Noise-like analytic properties of imaginary chaos (2401.14942v2)

Abstract: In this note we continue the study of imaginary multiplicative chaos $\mu_\beta := \exp(i \beta \Gamma)$, where $\Gamma$ is a two-dimensional continuum Gaussian free field. We concentrate here on the fine-scale analytic properties of $|\mu_\beta(Q(x,r))|$ as $r \to 0$, where $Q(x,r)$ is a square of side-length $2r$ centred at $x$. More precisely, we prove monofractality of this process, a law of the iterated logarithm as $r \to 0$ and analyse its exceptional points, which have a close connection to fast points of Brownian motion.
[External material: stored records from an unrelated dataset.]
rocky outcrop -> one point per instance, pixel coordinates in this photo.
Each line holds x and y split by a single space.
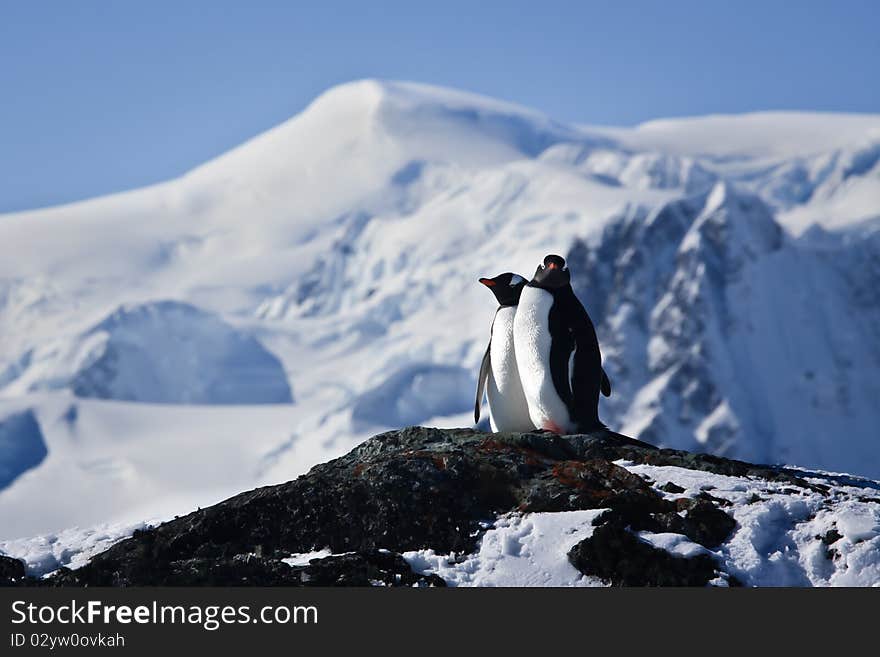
419 488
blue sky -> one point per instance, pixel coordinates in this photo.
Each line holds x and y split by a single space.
97 97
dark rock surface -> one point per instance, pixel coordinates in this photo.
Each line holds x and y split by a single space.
12 571
428 488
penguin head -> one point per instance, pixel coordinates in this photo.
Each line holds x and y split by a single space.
552 273
506 287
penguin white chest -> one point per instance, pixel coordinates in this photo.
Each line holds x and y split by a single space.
532 342
508 410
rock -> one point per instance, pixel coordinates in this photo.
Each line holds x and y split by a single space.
419 488
12 571
615 554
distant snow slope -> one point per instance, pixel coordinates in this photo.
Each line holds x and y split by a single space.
163 352
730 263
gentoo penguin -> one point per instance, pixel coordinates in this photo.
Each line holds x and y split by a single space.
550 322
499 376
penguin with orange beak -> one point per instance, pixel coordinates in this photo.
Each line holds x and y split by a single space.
557 353
499 377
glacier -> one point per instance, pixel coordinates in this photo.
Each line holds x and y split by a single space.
731 265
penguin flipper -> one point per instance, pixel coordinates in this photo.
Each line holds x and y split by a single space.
481 383
587 376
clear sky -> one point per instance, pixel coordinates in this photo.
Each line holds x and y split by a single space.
97 97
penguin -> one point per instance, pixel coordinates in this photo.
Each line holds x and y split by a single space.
499 377
562 388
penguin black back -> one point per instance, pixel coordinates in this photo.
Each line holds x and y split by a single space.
506 287
572 329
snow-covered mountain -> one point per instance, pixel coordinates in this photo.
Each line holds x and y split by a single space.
271 308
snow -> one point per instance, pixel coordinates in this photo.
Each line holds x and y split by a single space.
729 263
517 550
70 548
303 558
163 352
780 530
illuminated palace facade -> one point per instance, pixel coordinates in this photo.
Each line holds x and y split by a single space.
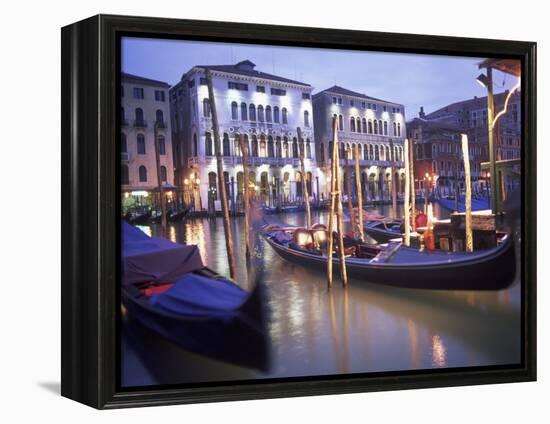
266 110
376 126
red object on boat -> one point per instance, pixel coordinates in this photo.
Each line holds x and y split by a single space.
421 220
151 290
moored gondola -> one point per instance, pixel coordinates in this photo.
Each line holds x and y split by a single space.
397 265
166 288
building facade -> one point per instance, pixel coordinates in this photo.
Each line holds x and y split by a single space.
266 111
469 117
376 126
144 106
438 160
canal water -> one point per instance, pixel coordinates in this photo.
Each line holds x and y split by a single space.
315 331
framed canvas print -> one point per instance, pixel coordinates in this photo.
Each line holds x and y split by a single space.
254 211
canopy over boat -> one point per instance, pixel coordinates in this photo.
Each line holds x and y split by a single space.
153 259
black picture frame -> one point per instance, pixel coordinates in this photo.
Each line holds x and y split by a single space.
90 211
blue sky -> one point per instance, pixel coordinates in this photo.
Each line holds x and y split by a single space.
411 79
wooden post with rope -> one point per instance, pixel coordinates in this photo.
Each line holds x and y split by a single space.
359 195
412 184
468 199
407 237
246 200
304 177
221 180
347 152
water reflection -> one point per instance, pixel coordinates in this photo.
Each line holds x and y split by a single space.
363 328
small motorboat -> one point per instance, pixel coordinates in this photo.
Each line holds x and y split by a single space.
397 265
166 288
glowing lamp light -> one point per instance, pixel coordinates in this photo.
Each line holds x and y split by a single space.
483 80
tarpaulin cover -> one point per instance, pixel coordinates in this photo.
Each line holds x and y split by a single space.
154 259
201 296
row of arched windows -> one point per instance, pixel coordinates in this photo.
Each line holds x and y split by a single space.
262 147
142 174
260 114
139 121
140 144
370 126
366 152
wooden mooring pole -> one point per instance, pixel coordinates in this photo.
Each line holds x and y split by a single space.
221 180
359 195
246 200
407 238
468 199
305 191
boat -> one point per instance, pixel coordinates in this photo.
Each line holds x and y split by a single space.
384 230
139 218
166 288
178 215
397 265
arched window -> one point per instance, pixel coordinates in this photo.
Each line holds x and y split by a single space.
260 113
123 144
142 174
208 144
254 146
139 117
295 148
212 186
225 145
270 150
141 144
124 176
162 145
159 115
252 112
263 152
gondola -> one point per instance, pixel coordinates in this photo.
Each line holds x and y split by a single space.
178 215
139 218
383 230
396 265
166 288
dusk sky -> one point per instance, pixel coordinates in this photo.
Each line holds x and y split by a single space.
411 79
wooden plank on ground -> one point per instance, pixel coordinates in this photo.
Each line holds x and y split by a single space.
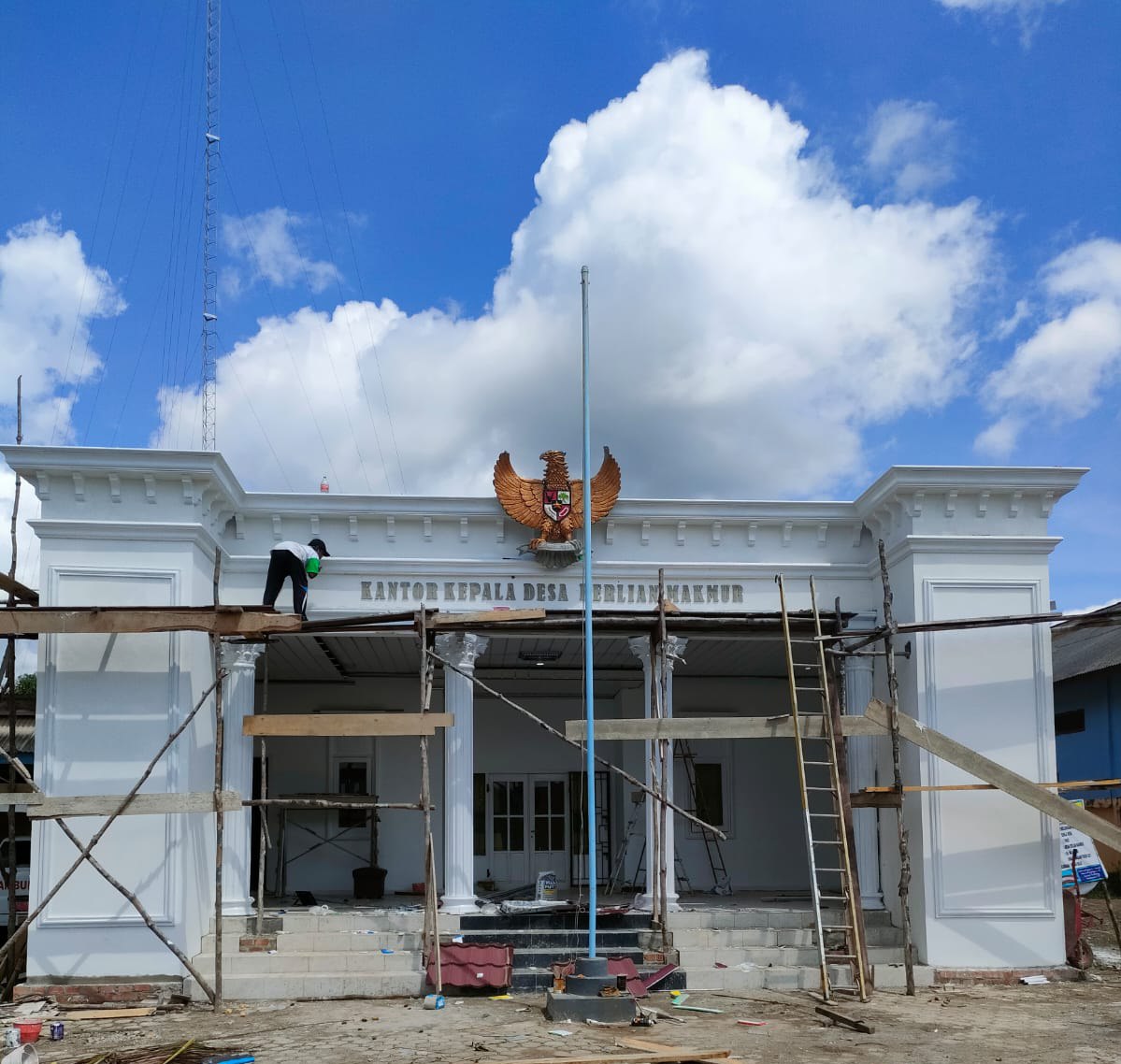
670 1057
142 804
984 769
18 591
860 1025
651 1046
714 727
345 724
229 620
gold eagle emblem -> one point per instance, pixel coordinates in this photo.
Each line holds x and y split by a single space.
555 506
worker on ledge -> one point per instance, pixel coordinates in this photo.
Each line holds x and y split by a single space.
293 559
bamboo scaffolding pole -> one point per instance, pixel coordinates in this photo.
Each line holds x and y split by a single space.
889 625
573 742
219 777
431 913
654 857
668 860
11 967
263 818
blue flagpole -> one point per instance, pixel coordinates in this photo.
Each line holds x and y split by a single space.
589 690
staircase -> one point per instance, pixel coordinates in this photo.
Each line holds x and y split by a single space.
541 939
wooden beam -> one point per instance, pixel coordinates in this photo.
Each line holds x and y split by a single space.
18 591
484 617
105 805
714 727
1012 783
225 620
345 724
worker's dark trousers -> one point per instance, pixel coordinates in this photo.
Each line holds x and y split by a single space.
283 564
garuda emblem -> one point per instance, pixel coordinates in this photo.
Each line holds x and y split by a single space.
555 506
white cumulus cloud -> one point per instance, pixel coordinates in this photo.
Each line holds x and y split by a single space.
739 294
1064 367
266 247
911 146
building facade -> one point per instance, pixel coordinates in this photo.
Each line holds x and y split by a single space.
122 527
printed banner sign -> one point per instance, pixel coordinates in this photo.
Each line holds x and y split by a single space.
1090 867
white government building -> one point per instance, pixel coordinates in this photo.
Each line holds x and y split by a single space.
137 527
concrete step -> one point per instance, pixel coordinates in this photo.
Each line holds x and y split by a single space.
369 962
742 938
345 985
324 941
781 956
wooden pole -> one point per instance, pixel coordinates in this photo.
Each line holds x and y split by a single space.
263 818
219 774
573 742
12 964
889 625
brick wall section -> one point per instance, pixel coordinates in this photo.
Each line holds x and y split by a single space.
99 994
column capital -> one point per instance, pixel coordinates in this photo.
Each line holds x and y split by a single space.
240 654
674 648
462 648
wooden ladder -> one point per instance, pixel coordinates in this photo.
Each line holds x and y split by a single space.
839 921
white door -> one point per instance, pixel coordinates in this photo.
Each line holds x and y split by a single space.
548 831
508 837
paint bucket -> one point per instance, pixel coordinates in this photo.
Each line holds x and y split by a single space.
546 887
29 1029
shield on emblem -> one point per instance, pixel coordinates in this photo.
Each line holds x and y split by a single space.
557 504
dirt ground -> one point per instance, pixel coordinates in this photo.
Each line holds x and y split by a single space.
1068 1020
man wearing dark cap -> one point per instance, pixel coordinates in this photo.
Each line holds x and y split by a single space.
293 559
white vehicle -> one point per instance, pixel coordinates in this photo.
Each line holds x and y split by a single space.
22 879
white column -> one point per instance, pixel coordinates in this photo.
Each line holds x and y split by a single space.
458 771
866 823
237 697
640 647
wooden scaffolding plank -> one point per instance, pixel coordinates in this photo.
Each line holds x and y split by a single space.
18 591
105 805
715 727
347 724
229 620
1012 783
484 617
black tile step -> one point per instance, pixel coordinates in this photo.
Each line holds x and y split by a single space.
606 941
555 921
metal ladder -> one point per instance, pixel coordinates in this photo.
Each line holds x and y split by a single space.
721 880
826 831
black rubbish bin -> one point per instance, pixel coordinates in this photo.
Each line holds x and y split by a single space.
369 883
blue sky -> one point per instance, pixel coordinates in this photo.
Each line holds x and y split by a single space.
898 219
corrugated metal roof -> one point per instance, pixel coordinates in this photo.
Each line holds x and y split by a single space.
1077 651
24 735
473 964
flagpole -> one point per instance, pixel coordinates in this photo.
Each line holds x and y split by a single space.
589 688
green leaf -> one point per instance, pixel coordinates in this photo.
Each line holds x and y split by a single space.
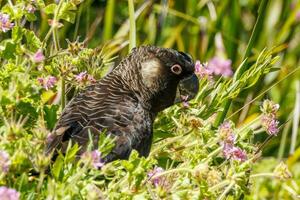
17 34
68 16
30 17
32 40
8 48
51 115
50 8
57 167
66 12
71 153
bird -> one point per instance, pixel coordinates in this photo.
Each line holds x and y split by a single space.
124 103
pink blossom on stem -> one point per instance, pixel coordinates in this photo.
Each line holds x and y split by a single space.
201 70
235 153
270 124
95 158
185 102
4 162
30 8
220 66
9 193
159 180
226 133
298 16
84 77
38 56
5 24
48 82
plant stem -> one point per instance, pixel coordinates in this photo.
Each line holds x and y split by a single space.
219 185
172 171
262 175
108 20
256 30
63 92
296 118
132 30
226 190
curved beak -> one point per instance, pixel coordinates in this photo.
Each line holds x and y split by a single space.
187 89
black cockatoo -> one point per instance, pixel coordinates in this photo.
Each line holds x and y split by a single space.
126 101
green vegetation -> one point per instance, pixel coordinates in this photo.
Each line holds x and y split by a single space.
231 142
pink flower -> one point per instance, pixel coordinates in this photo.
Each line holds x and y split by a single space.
53 23
95 158
226 133
220 66
185 102
159 180
298 16
81 76
268 119
38 56
9 193
270 124
235 153
48 82
5 24
30 8
84 77
269 107
4 162
239 154
201 70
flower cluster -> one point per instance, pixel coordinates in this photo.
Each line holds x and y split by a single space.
94 157
220 66
228 138
4 162
202 71
84 77
282 172
9 194
156 181
30 8
268 119
216 66
5 24
47 82
38 56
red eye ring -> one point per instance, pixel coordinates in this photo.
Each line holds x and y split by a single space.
176 69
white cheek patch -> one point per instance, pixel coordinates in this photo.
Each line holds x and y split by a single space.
151 72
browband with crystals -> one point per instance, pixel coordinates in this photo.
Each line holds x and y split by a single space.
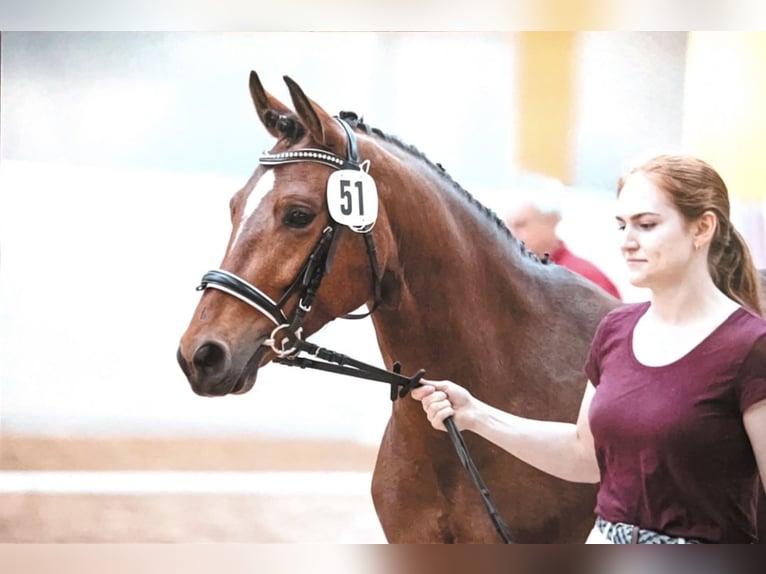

Some of the technical ideas developed to address these questions also help us pin down the exact Besov regularity of imaginary chaos, a question left open in [JSW20]. All the mentioned properties illustrate the noise-like behaviour of the imaginary chaos. We conclude by proving that the processes $x \mapsto |\mu_\beta(Q(x,r))|^2$, when normalised additively and multiplicatively, converge as $r \to 0$ in law, but not in probability, to white noise; this suggests that all the information of the multiplicative chaos is contained in the angular parts of $\mu_\beta(Q(x,r))$.